Baldwin sued Riverside under a respondeat superior theory. Under a respondeat superior theory, in order for an employer to be responsible for the tort of an employee the tort must be committed in the course of the employment and within the scope of the employee’s authority. Baldwin claimed Mitchell was working for Riverside at the time he injured her; Mitchell had a reputation for pulling pranks and hitting people in the back of knees while he was at work; and it was for the jury to decide whether Mitchell deviated from his job duties to such an extent that he was not acting within the scope of his job duties.

Riverside argued, however, that Mitchell was not performing any part of his job duties when he kneed Baldwin and injured her, and therefore it was entitled to summary judgment. The trial court agreed, and dismissed Baldwin’s case against Riverside.

On appeal, Baldwin argued that whether Mitchell deviated from his job duties when he injured Baldwin was an issue for the jury, citing the Oklahoma Supreme Court’s decision last summer in Sheffer v. Carolina Forge. In Sheffer, two employees of Carolina Forge, a North Carolina company, were on a business trip to visit a customer in Joplin, Missouri. One evening they decided to drive in their rental car to visit a casino in Miami, Oklahoma. They did not take their customer with them; in fact, they had not been with any representatives of the customer since playing golf with them earlier that afternoon. Late at night they left the casino to head back to Joplin, when the employee who was driving allegedly caused a car wreck which resulted in injuries.

The Oklahoma Supreme Court held that whether the employee was within the course and scope of his employment when the accident occurred, even during this late night foray to the casino, was a question of fact for the jury. In so holding the Supreme Court found it important that Carolina Forge would reimburse the employees for their rental car expenses and alcoholic beverages purchased at the casino, regardless of whether a customer was present. Indeed, the Court noted that while there were “personal portions” to the business trip, the employer would have reimbursed the employees for the personal portions of the business trip.

Here, Mitchell was on the clock and so was getting paid by Riverside for the time he engaged in the horseplay. Moreover, Mitchell had a reputation for pulling pranks and hitting people in the back of knees while he was at work and getting paid by Riverside.

The Court of Civil Appeals, however, viewed Mitchell’s horseplay at work differently than the Carolina Forge employee’s after-hours trip to the casino. The Court noted that courts in Idaho and Kansas have addressed whether pranks or horseplay at work fall within the scope of the prankster’s employment, and hold that if the prank itself is part of the employee’s duties, even if ill advised, then it is within the scope of employment. However, if the prank is purely a personal act for personal motives or whims, then the employee is not serving the employer and the prank is not within the scope of employment. Because the Court found that Mitchell was not engaged in work assigned to him by Riverside at the time of the knee kick, and the knee kick that he performed was motivated by his personal gratification at performing pranks, then the knee kick was outside the scope of employment and Riverside was not liable.
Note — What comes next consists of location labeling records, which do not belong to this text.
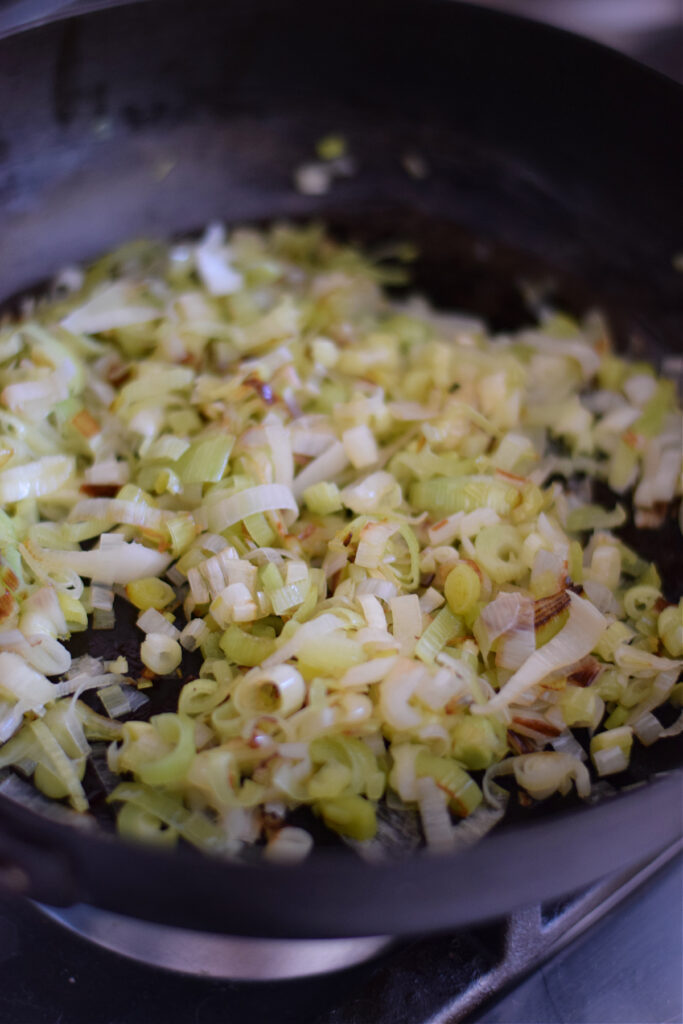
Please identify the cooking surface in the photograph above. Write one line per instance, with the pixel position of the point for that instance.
(626, 969)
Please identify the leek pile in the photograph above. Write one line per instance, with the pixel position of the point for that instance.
(374, 521)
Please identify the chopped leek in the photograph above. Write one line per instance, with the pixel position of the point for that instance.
(346, 526)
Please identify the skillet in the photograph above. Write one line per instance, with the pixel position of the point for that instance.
(551, 160)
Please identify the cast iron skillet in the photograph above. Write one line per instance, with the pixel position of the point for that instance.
(552, 160)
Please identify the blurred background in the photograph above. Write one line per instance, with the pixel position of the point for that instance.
(650, 31)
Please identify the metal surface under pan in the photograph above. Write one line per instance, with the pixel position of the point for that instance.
(551, 159)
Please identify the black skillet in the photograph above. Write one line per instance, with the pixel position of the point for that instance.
(551, 160)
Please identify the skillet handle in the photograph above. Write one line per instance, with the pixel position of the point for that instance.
(31, 870)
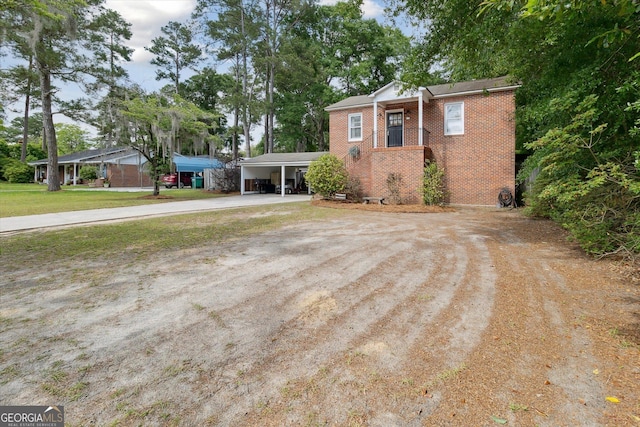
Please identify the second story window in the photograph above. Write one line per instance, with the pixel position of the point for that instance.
(355, 127)
(454, 118)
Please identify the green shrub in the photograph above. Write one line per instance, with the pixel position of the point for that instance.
(432, 184)
(327, 175)
(17, 172)
(394, 184)
(88, 172)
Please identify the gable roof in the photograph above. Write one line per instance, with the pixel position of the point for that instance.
(351, 102)
(86, 156)
(473, 86)
(433, 92)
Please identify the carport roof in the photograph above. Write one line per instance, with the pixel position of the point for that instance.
(287, 159)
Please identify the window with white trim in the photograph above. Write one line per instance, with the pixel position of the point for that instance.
(355, 127)
(454, 118)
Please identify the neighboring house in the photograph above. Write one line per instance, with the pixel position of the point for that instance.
(467, 128)
(122, 166)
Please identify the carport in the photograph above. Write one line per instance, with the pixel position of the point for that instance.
(273, 171)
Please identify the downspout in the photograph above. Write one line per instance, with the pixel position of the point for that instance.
(375, 124)
(420, 124)
(242, 180)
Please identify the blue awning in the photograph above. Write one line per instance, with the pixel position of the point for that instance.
(195, 164)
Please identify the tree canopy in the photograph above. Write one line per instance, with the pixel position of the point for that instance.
(577, 110)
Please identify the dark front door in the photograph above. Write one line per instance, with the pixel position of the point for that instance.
(394, 130)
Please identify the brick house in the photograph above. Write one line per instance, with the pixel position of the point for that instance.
(467, 128)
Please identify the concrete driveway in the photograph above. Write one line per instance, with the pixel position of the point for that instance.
(29, 222)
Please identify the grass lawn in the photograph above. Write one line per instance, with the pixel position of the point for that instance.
(33, 199)
(145, 239)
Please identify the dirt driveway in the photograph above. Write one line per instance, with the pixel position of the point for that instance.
(470, 318)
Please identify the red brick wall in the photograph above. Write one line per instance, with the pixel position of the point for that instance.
(406, 161)
(339, 130)
(482, 161)
(477, 164)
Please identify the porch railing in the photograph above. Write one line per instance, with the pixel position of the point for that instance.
(406, 137)
(360, 150)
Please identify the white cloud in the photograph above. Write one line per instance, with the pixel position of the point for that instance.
(370, 8)
(147, 17)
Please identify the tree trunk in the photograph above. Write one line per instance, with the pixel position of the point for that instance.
(53, 177)
(234, 136)
(25, 122)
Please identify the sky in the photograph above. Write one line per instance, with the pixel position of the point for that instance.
(147, 17)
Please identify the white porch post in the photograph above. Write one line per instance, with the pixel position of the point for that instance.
(375, 124)
(282, 180)
(420, 124)
(241, 180)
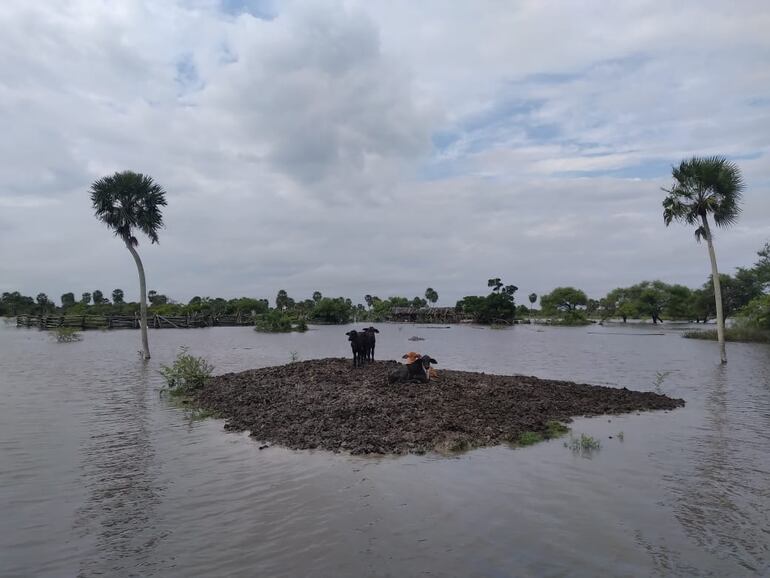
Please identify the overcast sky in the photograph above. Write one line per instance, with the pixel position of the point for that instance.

While the Court of Civil Appeals’ reasoning is certainly supported by other case law, it is somewhat difficult to square with the Supreme Court’s recent decision in Sheffer v. Carolina Forge. Baldwin did not ask the Supreme Court to review the Court of Civil Appeals’ decision, so that decision is final.

However, to be on the safe side, if you have an employee who is known to engage in horseplay and pull pranks, you should warn that employee not to engage in such conduct while on company time even if such horseplay or pranks are not within the scope of the employee’s job duties.